As described above, according to the magnetic encoder device of the present invention, the magneto-electric conversion unit is formed by combining the surface-mounted Hall IC (or Hall element) and the FPC, so that a curved surface can be formed. Placement and wiring can be performed accurately and easily. As a result, a large gap is formed between the magnetic drum and the object to be detected, the influence of vibration and the like can be reduced, and the use can be expanded.

Further, since the wiring pattern of the FPC is simple, it is possible to provide an inexpensive magnetic encoder even with a small amount.

[Brief description of the drawings]

FIG. 1 is a plan sectional view showing a first embodiment of a magnetic encoder device according to the present invention.

FIG. 2 is a front view showing a magnetoelectric conversion unit used in the first embodiment.

FIG. 3 is a diagram illustrating each surface-mounted hole I according to the first embodiment.
FIG. 4 is a waveform diagram illustrating an example of an output signal of C (or a Hall element).

FIG. 4 is a plan sectional view showing a second embodiment of the magnetic encoder device of the present invention.

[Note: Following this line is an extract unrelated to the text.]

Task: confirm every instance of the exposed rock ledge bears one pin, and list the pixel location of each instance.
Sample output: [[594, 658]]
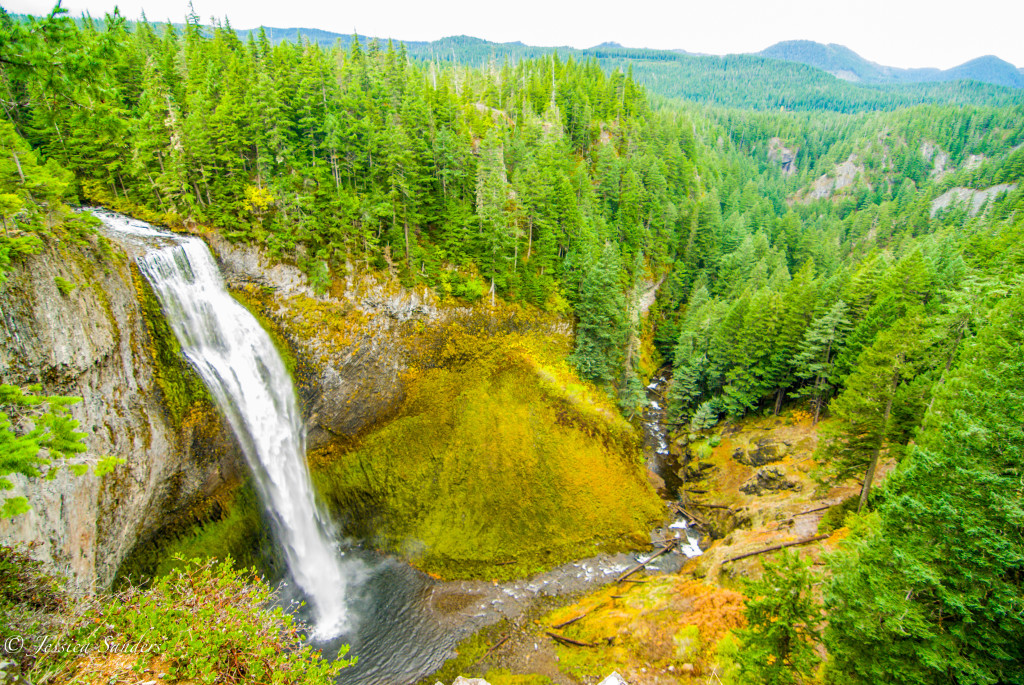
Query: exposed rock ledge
[[93, 343]]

FIG. 5 is a third embodiment of the present invention, wherein the second
It is a sectional side view showing the case where the magnetic encoder device shown in an embodiment is applied to an electric assist bicycle.

[Explanation of symbols]

 1, 1-1, 1-2 Magnetoelectric conversion unit 2 FPC (flexible printed circuit board) 3 Circuit pattern 4 Surface mounting type Hall IC (or Hall element) 10a, 10b, 10b-1, 10b-2 Magnetic drum 11a, 11b Housing Reference Signs List 20 body frame 30 crankshaft 40 rotating disk 42 coil spring 50 sprocket 60-1, 60-2 magnetic encoder

 ──────────────────────────────────────────────────続 き Continued on the front page (72) Inventor Nobuo Miura 2-1-1, Minamiaoyama, Minato-ku, Tokyo Inside Honda R & D Co., Ltd.

Claims (4)

[Claims] 1. A magnetic encoder device comprising: a magnetic drum that is multipolar magnetized and whose polarity of a magnetic pole alternates along a circumferential direction; and a magnetoelectric conversion element that detects a magnetic field of the magnetic drum. The magnetic drum and the surface-mounted Hall IC, wherein at least two or more surface-mounted Hall ICs as magneto-electric conversion elements or a magneto-electric conversion part in which Hall elements are positioned and fixed to an FPC are fixed.
Alternatively, a magnetic encoder device characterized in that a curved surface is provided while keeping a constant gap with a Hall element. 2. The magnetic encoder device according to claim 1, wherein a surface of the FPC opposite to a surface on which the surface-mounted Hall effect IC or the Hall element is arranged faces toward the magnetic drum. 3. The magnetic encoder device according to claim 1, wherein the magnetic drum is composed of a composite magnet, or the composite magnet is integrated with a cylindrical part. 4. An arrangement interval of the surface-mounted Hall IC or Hall element is as follows: P _IC = 2 mP _MAG ± (P _MAG / n) where P _{IC is a} surface-mounted Hall IC (or Hall element). The arrangement interval m: an integer of 1 or more P _MAG : magnetization width per pole of the magnetic drum n: the number of arranged surface-mounted Hall ICs (or Hall elements). Magnetic encoder device.